Con il cambio di stagione è comune notare una maggiore caduta dei capelli. Anche se questo fenomeno può suscitare preoccupazione, è fondamentale ricordare che si tratta, nella maggior parte dei casi, di un processo naturale e temporaneo, e non c’è motivo di allarmarsi.

È normale perdere dai 50 ai 70 capelli al giorno; tuttavia, specialmente in autunno, la caduta tende ad aumentare. Questo fenomeno è legato al naturale ciclo di ricambio dei capelli, che in queste stagioni accelera in risposta ai cambiamenti climatici.

Quali sono le cause della caduta dei capelli? Ne parliamo con il professor Mario Valenti, dermatologo dell’IRCCS Istituto Clinico Humanitas Rozzano e docente di Humanitas University.

Quali sono le cause della caduta dei capelli?

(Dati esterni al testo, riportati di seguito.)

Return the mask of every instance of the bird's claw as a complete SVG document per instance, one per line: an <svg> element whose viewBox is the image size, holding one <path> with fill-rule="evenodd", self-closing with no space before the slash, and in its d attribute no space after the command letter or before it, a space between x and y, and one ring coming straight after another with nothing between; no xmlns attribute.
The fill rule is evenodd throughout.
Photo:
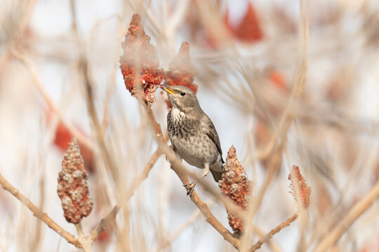
<svg viewBox="0 0 379 252"><path fill-rule="evenodd" d="M174 147L174 146L171 144L171 145L170 145L170 146L168 146L168 148L170 149L170 150L173 151L174 153L175 153L175 155L177 156L178 158L179 158L179 159L180 160L180 162L182 162L182 158L180 158L180 156L179 156L179 155L178 155L178 154L176 153L176 151L175 150L175 147ZM168 160L168 158L167 158L167 156L166 156L166 161L168 161L168 162L170 161L170 160Z"/></svg>
<svg viewBox="0 0 379 252"><path fill-rule="evenodd" d="M185 190L187 190L187 195L190 195L190 197L192 195L192 192L194 191L195 185L196 182L192 182L183 185L183 186L185 188Z"/></svg>

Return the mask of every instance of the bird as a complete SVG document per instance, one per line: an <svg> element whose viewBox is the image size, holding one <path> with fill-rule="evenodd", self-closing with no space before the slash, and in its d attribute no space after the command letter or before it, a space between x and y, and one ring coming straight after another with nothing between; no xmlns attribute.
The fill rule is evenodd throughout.
<svg viewBox="0 0 379 252"><path fill-rule="evenodd" d="M204 169L201 178L211 171L218 182L224 171L224 160L212 120L203 111L191 89L164 84L160 87L167 92L171 104L167 115L167 130L173 150L188 164Z"/></svg>

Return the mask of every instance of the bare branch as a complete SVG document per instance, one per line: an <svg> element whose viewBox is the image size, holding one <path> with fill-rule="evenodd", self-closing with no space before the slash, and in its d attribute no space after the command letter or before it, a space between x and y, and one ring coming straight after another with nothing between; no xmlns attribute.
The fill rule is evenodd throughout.
<svg viewBox="0 0 379 252"><path fill-rule="evenodd" d="M75 237L74 235L71 234L69 232L64 230L58 224L57 224L54 220L53 220L46 213L44 213L40 209L39 209L36 205L34 205L32 202L24 195L15 188L12 185L11 185L6 179L5 179L1 174L0 174L0 184L3 186L4 190L6 190L11 192L13 196L15 196L18 200L21 202L24 205L25 205L30 211L32 214L46 223L46 225L51 228L53 230L55 231L59 235L65 238L68 242L75 246L77 248L82 248L81 244L79 243L78 238Z"/></svg>
<svg viewBox="0 0 379 252"><path fill-rule="evenodd" d="M152 155L147 164L145 167L143 171L138 175L132 179L132 183L130 188L127 190L126 195L121 197L121 200L117 203L108 214L108 215L100 220L99 225L96 228L92 231L90 234L91 239L94 241L98 239L99 235L105 230L105 227L110 224L116 218L116 216L120 211L121 208L124 206L133 196L135 190L140 186L142 182L147 178L149 172L151 171L154 164L158 160L158 158L162 155L159 150L155 150Z"/></svg>

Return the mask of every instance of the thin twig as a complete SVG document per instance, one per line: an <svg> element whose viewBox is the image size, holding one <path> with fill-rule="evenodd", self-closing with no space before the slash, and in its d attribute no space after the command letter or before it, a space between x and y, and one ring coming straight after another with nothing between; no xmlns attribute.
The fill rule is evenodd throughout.
<svg viewBox="0 0 379 252"><path fill-rule="evenodd" d="M42 97L45 99L45 102L48 104L51 111L54 112L58 117L59 120L63 123L63 125L67 128L69 132L74 136L81 143L82 143L86 147L88 147L90 150L93 150L93 145L92 142L81 133L72 123L67 120L63 115L63 113L60 111L58 106L53 101L53 99L48 95L47 91L44 88L41 79L38 76L38 74L35 68L32 64L31 62L27 59L24 55L21 55L18 52L11 50L12 56L19 59L25 66L26 69L29 71L32 76L33 83L36 85L38 91L42 95Z"/></svg>
<svg viewBox="0 0 379 252"><path fill-rule="evenodd" d="M124 195L122 195L121 200L117 203L111 211L107 215L107 216L102 218L99 225L95 228L93 231L90 234L91 239L94 241L98 239L99 235L105 230L105 227L110 224L116 218L116 216L121 208L124 206L129 199L133 196L135 190L140 186L142 182L147 178L149 172L152 169L154 164L157 162L157 160L162 155L159 150L155 150L155 152L152 155L149 162L145 167L143 171L136 177L132 179L132 183L129 188L127 190L126 193Z"/></svg>
<svg viewBox="0 0 379 252"><path fill-rule="evenodd" d="M3 186L3 188L11 192L13 196L15 196L18 200L21 202L24 205L25 205L30 211L32 214L46 223L46 225L51 228L53 230L55 231L58 234L65 238L68 242L75 246L77 248L82 248L81 244L79 243L78 238L75 237L74 235L71 234L69 232L66 231L58 224L57 224L54 220L53 220L46 213L44 213L40 209L39 209L36 205L34 205L32 202L25 196L24 196L21 192L15 188L12 185L11 185L6 179L5 179L1 174L0 174L0 184Z"/></svg>
<svg viewBox="0 0 379 252"><path fill-rule="evenodd" d="M89 238L89 236L86 236L83 232L83 227L81 226L81 223L79 222L77 224L75 224L75 227L79 235L79 240L81 244L83 251L84 252L91 252L92 251L92 244L93 241Z"/></svg>
<svg viewBox="0 0 379 252"><path fill-rule="evenodd" d="M211 202L209 204L209 206L212 206L214 202ZM182 224L178 229L174 231L171 235L168 236L168 238L163 242L161 244L160 244L157 248L155 248L154 251L156 252L160 251L164 248L166 248L167 246L170 245L173 241L174 241L187 227L188 227L191 224L192 224L200 216L200 214L201 214L201 212L197 209L192 215L183 224Z"/></svg>
<svg viewBox="0 0 379 252"><path fill-rule="evenodd" d="M280 223L278 226L277 226L277 227L270 231L270 232L266 235L265 238L260 239L254 245L253 245L253 246L249 249L249 252L253 252L260 248L260 247L265 242L267 241L269 239L272 238L272 237L275 234L279 232L283 228L289 226L291 223L293 223L295 220L298 218L298 216L299 216L299 212L296 212L292 216L288 218L286 221L284 221L281 223Z"/></svg>

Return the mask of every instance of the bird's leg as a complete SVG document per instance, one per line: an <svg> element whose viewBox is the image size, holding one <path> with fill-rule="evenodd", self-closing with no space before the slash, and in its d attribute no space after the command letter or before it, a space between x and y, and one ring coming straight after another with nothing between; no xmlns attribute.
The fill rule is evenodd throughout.
<svg viewBox="0 0 379 252"><path fill-rule="evenodd" d="M196 186L196 182L186 183L183 185L185 190L187 190L187 195L191 197L192 195L192 192L194 191L194 186Z"/></svg>
<svg viewBox="0 0 379 252"><path fill-rule="evenodd" d="M209 172L209 163L207 162L204 163L204 172L203 172L203 175L201 175L201 178L203 178L204 176L206 176L208 172Z"/></svg>
<svg viewBox="0 0 379 252"><path fill-rule="evenodd" d="M175 147L173 145L170 145L168 146L168 148L170 149L170 150L173 150L175 153L175 155L180 160L180 162L183 160L182 158L180 158L180 156L179 155L179 154L178 154L176 150L175 150ZM166 156L166 160L168 161L168 158L167 158L167 156Z"/></svg>

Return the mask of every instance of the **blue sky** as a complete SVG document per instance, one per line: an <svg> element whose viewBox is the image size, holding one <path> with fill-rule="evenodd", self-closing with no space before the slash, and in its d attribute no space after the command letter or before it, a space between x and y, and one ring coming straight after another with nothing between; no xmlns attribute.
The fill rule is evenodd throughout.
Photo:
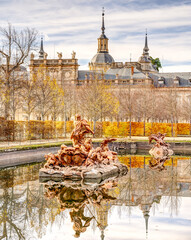
<svg viewBox="0 0 191 240"><path fill-rule="evenodd" d="M115 61L137 61L148 29L150 55L162 71L191 71L191 1L188 0L0 0L0 25L36 28L45 36L48 57L76 52L81 69L97 52L101 10ZM40 41L40 37L39 37Z"/></svg>

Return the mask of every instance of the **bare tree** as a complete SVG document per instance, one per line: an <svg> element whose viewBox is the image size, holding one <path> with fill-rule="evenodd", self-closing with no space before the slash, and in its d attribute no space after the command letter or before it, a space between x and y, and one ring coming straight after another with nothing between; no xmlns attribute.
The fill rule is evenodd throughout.
<svg viewBox="0 0 191 240"><path fill-rule="evenodd" d="M18 31L9 23L7 27L0 28L0 35L2 39L0 48L2 64L0 72L5 87L4 117L8 119L10 115L11 75L25 62L29 52L35 46L37 31L30 28Z"/></svg>
<svg viewBox="0 0 191 240"><path fill-rule="evenodd" d="M118 111L118 101L111 86L96 79L90 85L79 88L78 99L82 115L94 122L94 132L98 120L102 122L105 118L112 118Z"/></svg>

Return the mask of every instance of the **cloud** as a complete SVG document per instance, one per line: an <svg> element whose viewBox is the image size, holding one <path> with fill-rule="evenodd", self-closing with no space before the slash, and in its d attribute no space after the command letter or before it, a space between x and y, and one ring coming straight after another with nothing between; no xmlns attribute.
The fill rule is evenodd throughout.
<svg viewBox="0 0 191 240"><path fill-rule="evenodd" d="M0 25L35 27L45 38L49 57L56 51L70 56L75 50L83 65L97 52L101 7L105 7L106 35L111 55L126 61L130 53L137 60L148 29L150 54L178 67L191 61L191 3L178 0L29 0L1 1ZM87 63L84 63L86 59ZM80 62L80 60L79 60Z"/></svg>

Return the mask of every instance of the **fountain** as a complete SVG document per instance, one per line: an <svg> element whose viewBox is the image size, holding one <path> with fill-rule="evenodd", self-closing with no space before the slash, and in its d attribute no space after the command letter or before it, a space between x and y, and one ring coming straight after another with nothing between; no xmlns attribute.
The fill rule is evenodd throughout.
<svg viewBox="0 0 191 240"><path fill-rule="evenodd" d="M121 164L117 153L108 147L108 143L116 139L104 139L100 147L94 148L91 138L86 138L86 134L94 134L94 132L88 122L77 115L71 134L73 146L67 147L63 144L57 154L45 155L47 162L40 169L40 178L84 179L99 183L109 177L127 173L127 166Z"/></svg>

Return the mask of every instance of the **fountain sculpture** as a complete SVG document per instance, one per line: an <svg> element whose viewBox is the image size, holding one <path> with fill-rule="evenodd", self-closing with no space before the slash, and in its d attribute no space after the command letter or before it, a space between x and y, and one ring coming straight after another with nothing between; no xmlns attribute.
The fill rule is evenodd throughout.
<svg viewBox="0 0 191 240"><path fill-rule="evenodd" d="M73 147L63 144L57 154L45 155L47 162L44 168L40 169L40 177L91 179L99 182L100 179L103 180L110 176L126 174L127 166L121 164L117 153L108 147L108 143L116 139L107 138L102 141L100 147L93 148L92 140L86 138L88 133L94 134L88 122L77 115L71 134Z"/></svg>

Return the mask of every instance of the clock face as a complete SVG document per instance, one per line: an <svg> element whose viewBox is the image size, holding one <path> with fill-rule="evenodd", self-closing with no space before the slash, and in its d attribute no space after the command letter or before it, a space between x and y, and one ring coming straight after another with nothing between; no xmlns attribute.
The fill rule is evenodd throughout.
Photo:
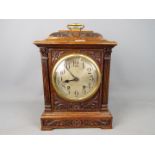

La perdita di capelli può derivare da molteplici fattori, tra cui:

  • Predisposizione genetica-familiare
  • Squilibri ormonali, come quelli che si verificano durante la menopausa o il post parto o in caso di patologie endocrino-ginecologiche come l’ovaio policistico
  • Problemi circolatori 
  • Cambiamenti stagionali
  • Diete restrittive che possono portare a carenze nutrizionali, in particolare di ferro
  • Stress prolungato
  • Assunzione di alcuni farmaci
  • Interventi chirurgici o traumi psicofisici

Caduta dei capelli: i rimedi

Per affrontare la caduta stagionale, può essere utile integrare la dieta con alimenti ricchi di vitamine del gruppo B ed E e minerali. Un’alimentazione variegata evitando diete restrittive aiuta la salute dei capelli fornendo i macronutrienti necessari alla corretta costituzione. È consigliabile non lavare i capelli troppo frequentemente — due o tre volte a settimana è l’ideale — e utilizzare prodotti delicati o specifici per la caduta dei capelli, come suggerito dal dermatologo. Questi accorgimenti sono importanti anche quando la caduta è dovuta a fattori temporanei come stress o variazioni ormonali.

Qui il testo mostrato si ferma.